From the excited gushing about The Beginner’s Guide, you’d be forgiven for thinking it ushers in a new paradigm in interactive storytelling. Its creator, Davey Wreden, previously brought us The Stanley Parable, which asked searching questions about game design and player agency, all told through a fairly mysterious yet whimsical story with a widely branching path. The Beginner’s Guide, though it tries its best, can’t quite repeat the success.
The basic setup is that the player is taken through a collection of simple games made by Wreden’s friend Coda – and we’ll get onto that later. It suffers from being a tad predictable, but Wreden’s voiceover and the deliberately cheap-feeling production values gave it an endearing charm.
The most basic problem with The Beginner’s Guide is with believing it all. The next few sentences will involve some spoilers, so if you’re intending to buy the game, you’re best to look away now.
When the plot starts to come together, and we find out that the person really suffering throughout all this has been Wreden, acting creepy and obsessive towards Coda in a way that’s pushed them away, it instantly throws away the air of mystery that has thus far hung over the game.
You see, if Coda didn’t take kindly to Wreden showing off some of Coda’s games to a limited range of personal friends, he’s sure not going to be fond of Wreden packaging the collection up and selling it for six quid a pop down the old Steam store. If Coda was a real person, Wreden wouldn’t have any right to their intellectual property for one thing, but for quite another he’d be making the estrangement far worse when it’s clear he’s (in-universe) pretty cut up about it anyway.

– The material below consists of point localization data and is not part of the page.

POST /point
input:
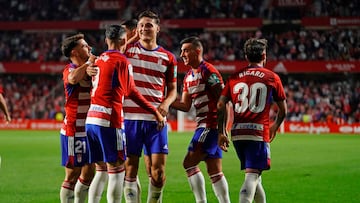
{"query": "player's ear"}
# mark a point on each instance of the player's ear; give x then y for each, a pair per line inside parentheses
(198, 51)
(73, 52)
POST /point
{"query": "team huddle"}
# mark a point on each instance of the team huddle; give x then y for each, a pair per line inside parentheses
(116, 107)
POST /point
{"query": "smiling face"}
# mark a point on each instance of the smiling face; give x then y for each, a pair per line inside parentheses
(82, 50)
(148, 29)
(190, 55)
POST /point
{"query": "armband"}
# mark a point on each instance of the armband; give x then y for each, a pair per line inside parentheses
(89, 63)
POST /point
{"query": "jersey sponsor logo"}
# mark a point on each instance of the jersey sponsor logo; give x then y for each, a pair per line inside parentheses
(249, 126)
(213, 79)
(252, 73)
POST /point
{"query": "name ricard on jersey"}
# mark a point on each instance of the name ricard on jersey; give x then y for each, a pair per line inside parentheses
(255, 73)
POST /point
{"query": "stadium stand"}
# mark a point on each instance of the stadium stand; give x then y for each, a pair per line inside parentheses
(312, 97)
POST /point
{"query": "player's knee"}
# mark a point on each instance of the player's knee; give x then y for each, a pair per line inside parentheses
(158, 177)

If you have a big question mark hanging over the veracity of large parts of your game, it’s fine either to resolve it or not depending on how you want your plot to work out. But it’s ill-advised to end up in a situation where a question mark you leave hanging as a mysterious talking point is easily cleared up with the application of five seconds of rational thinking.
The Beginner’s Guide has all the hallmarks of a game about to receive Game of the Year status from everyone and their dog. It’s an accolade that seems recently to have adorned quite a few games with unconventional gameplay or storytelling – Journey and Gone Home are two examples – but it’s one which isn’t always deserved.
This game may be unconventional, but unconventional can still be unconvincing. The game runs for only an hour or so and has close to zero replay value unless you have a friend round and want to show it off. The script is well written and some of the in-universe games have a certain charm, but it’s not quite enough to justify the price tag.
If you’ve already played Flower, and Journey, and Gone Home, and Everybody’s Gone to the Rapture, and The Stanley Parable, and loved them all, The Beginner’s Guide is definitely for you.
But those games, flawed as some of them are, should be ahead of this on your list of priorities. Perhaps it’s another example of the internet making hype all too common and difficult to contain, but it doesn’t remotely live up to its reputation. An interesting exploration of game design and personal relationships, yes – but if you seek a monument, look elsewhere.